Most Active Stories
Mon June 23, 2014
U.S. Tip-Toes Closer To Unprecedented Fine On French Banking Giant
Originally published on Mon June 23, 2014 8:07 pm
AUDIE CORNISH, HOST:
U.S. officials are close to a multibillion-dollar settlement with the giant, French bank BNP Pariba over allegations of sanctions violations. The bank is expected to admit that its affiliates did business with countries subject to U.S. economic sanctions - Sudan, Cuba and Iran. NPR's Jim Zarroli reports.
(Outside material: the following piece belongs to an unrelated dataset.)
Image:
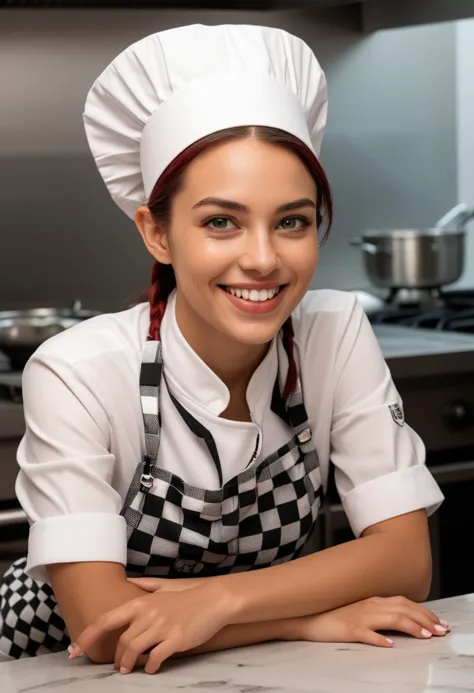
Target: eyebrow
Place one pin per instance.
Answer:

JIM ZARROLI, BYLINE: Regulators are still in talks with BNP Pariba, and no resolution is expected before early next week. But a source with knowledge of the case confirmed a story in today's Wall Street Journal that said the broad outlines of a settlement have been agreed upon. The bank is expected to admit criminal wrongdoing and pay a fine of $8 billion to $9 billion. Jimmy Gurule, a professor of law at Notre Dame, says such a settlement would be unprecedented in several ways.
JIMMY GURULE: The amount of the fine will be the largest ever imposed against a bank for violating U.S. economic sanctions.
ZARROLI: The settlement would be unprecedented in other ways, too. Other banks were allowed to enter into deferred prosecution agreements that essentially allowed them to escape conviction. But BNP Pariba is expected to face criminal charges. The settlement could also impose temporary restrictions on the bank's ability to carry out certain dollar-denominated transactions. Gurule says that could really hurt the bank's bottom line.
GURULE: The fact remains that they could lose a lot of clients. A lot of their clients could say, well, look, if we can't get this service from you, we're going to take our business to another bank where we can receive this service.
ZARROLI: As part of the settlement, BNP Pariba would also be required to fire as many as 30 employees who allegedly participated in the crime, though many of them have already left the bank. Jim Zarroli. NPR News, New York.